Share

Bab 6 Pindah Kamar

"Masak apa Bu?" tanyaku pada ibu mertua, yang sibuk memotong daging ayam.

"Masak ayam, kamu bisa masak gak?" tatapannya meremehkan ku.

"Bisa Bu!" aku tersenyum.

"Tapi sepertinya orang kayak kamu ga bisa masak sih!" jawabnya memalingkan muka setelah menyunggingkan senyum sombong.

Tak ingin berdebat atau merasa hebat, aku berlalu meninggalkan ibu mertua sendiri di dapur. Sebegitu garing nya candaan mertuaku, membuat aku sering merasa tersinggung setiap kali mencoba berbicara dengannya.

Aku pergi keluar, ku dapati mas Rama baru pulang.

"Dek, maaf ya kalau mas sibuk terus!" ucap mas Rama dengan tulus.

"Iya mas ga masalah kok." ku balas dengan senyuman.

"Kamu belakangan ini tampak kurus, kamu jarang makan ya?" mas Rama memperhatikan bentuk tubuhku sekilas.

"Ga mas, aku makannya banyak kok"

"Syukurlah, mas kira kamu diet." mas Rama tertawa lembut.

"Mas Dea dulu nikah sama Bagas berapa lama agar punya rumah?" aku mengalihkan topik pembicaraan masih penasaran dengan Dea ipar suamiku.

"Lama dek 4 tahunan!" jawabnya santai.

"Dea dulu sebelum punya rumah tinggal disini ya mas?" tanyaku dengan ragu, takut mas Rama menyelidik.

"Ga dek, Dea saat nikah sama Bagas ga pernah pengen lama tinggal disini, pernah satu minggu nginap disini, saat Papa sakit dulu.
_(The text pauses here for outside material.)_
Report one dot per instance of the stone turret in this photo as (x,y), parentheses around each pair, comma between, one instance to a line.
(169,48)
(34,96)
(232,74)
Eh malah ribut dia sama Bagas minta cerai segala, karena Bagas orangnya mau di kontrol istri jadinya ia nurut aja dan milih tinggal di rumah mertuanya." jelas mas Rama.

"Enak ya mas jadi mereka!" ucapku dengan lirih berharap mas Rama tergerak hatinya untuk pindah.

"Sabar ya dek, 4 tahunan lagi mas usahain buat rumah untuk keluarga kita!" mas Rama mengusap manis pipiku.

Aku hanya membalas dengan senyuman, padahal sebenarnya mas Rama sudah bisa membangun sebuah rumah mengingat uang tabungannya puluhan juta. Tapi sepertinya mas Rama keberatan untuk berpisah dengan ibunya karena sekarang ini ibunya seorang janda dan yang sering menafkahinya adalah mas Rama sendiri.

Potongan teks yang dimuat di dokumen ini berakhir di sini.